My system consists of
55 molecules of CO2
38 molecules of N2
3 molecules of O2
One large molecule of MCM-41 (mostly frozen but with mobile surface
groups) consisting of 4284 atoms.
My take on this was that the gas molecules were in small supply
compared to the other part of the system so I should avoid using
separate thermostats. Was I mistaken in making this assumption?
Is there any feeling for what "sufficient size" as referred to above
is? Does anyone know of any papers I could reference in my explanation?
Any comments welcome
Thanks
Jenny
Quoting Mark Abraham <Mark.Abraham at anu.edu.au>:
> On 8/03/2011 2:50 AM, Jennifer Williams wrote:
>> Hi,
>>
>> I simulated the diffusion of small gases (CO2, N2) in a framework
>> structure which was mostly frozen with some mobile surface groups.
>> I applied a temperature thermostat to the entire system (i.e I
>> didn't couple the gas molecules and framework separately). I have
>> now been asked the following by a reviewer:
>>
>> "Please comment on any artefacts that might arise as a result of
>> non-equipartition of energies. For example, what is the calculated
>> temperature of each of the gas species and mobile species?"
>>
>> I have tried to explore the temperature of each species separately
>> but g_energy will only give me the energy of the system as a whole.
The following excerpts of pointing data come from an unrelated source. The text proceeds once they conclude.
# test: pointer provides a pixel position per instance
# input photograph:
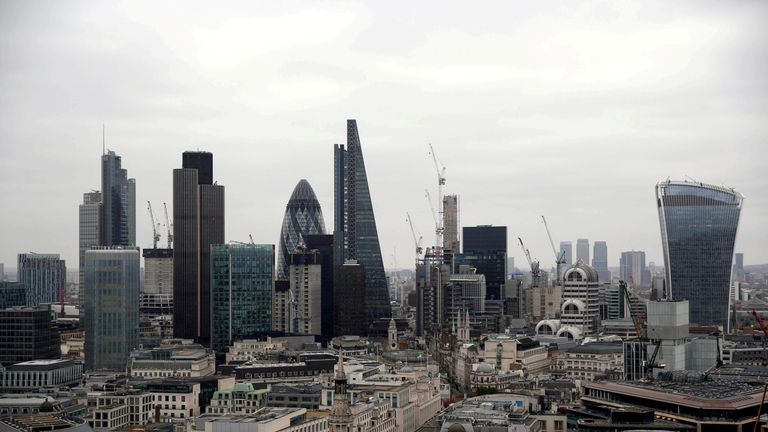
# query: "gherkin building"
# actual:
(302, 217)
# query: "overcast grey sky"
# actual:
(569, 109)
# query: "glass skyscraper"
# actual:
(698, 232)
(44, 276)
(111, 307)
(303, 217)
(485, 248)
(241, 292)
(355, 231)
(198, 223)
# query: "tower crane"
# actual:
(155, 227)
(535, 270)
(169, 227)
(416, 242)
(559, 258)
(438, 225)
(440, 170)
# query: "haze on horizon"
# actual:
(574, 110)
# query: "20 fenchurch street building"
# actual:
(698, 231)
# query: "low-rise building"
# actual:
(35, 374)
(296, 395)
(707, 404)
(242, 399)
(506, 353)
(254, 349)
(172, 360)
(265, 420)
(491, 413)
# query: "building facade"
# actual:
(241, 293)
(44, 276)
(582, 250)
(600, 261)
(111, 307)
(305, 280)
(27, 333)
(580, 310)
(303, 217)
(12, 294)
(349, 293)
(355, 233)
(324, 245)
(117, 225)
(89, 214)
(198, 223)
(485, 248)
(698, 233)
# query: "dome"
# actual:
(570, 332)
(573, 307)
(581, 272)
(303, 216)
(484, 368)
(547, 327)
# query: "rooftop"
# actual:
(704, 394)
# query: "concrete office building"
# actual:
(698, 232)
(632, 268)
(324, 245)
(198, 223)
(241, 292)
(305, 284)
(31, 376)
(44, 276)
(12, 294)
(111, 307)
(27, 333)
(451, 244)
(349, 293)
(485, 248)
(600, 261)
(579, 312)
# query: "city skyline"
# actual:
(521, 126)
>> Are there any other tools within gromacs to look at the
>> temperature of each species in turn from the md runs I already have?
>>
>> Does anyone have a suggestion as to how I can address the
>> reviewer's comment and proove that using one thermostat for the
>> whole system is OK (that is what I am hoping!). Is there anything
>> in particular that I should be looking closely at?
>
> g_energy can only report the global temperature as saved in the .edr
> file, computed during the simulation. The only way of decomposing
> the temperature is to save velocities to the .trr file with nstvout.
> (Some colleagues had to do this recently.) Then, judicious use of
> trjconv to take subsets and matching topology hacking (tpbconv
> doesn't quite work) mean you can use mdrun -rerun on the subset .trr
> and matching .tpr to get a group-wise temperature. That can
> demonstrate whether temperature differentials (ie. heat flows) exist.
>
> If you didn't save velocities, you're out of luck.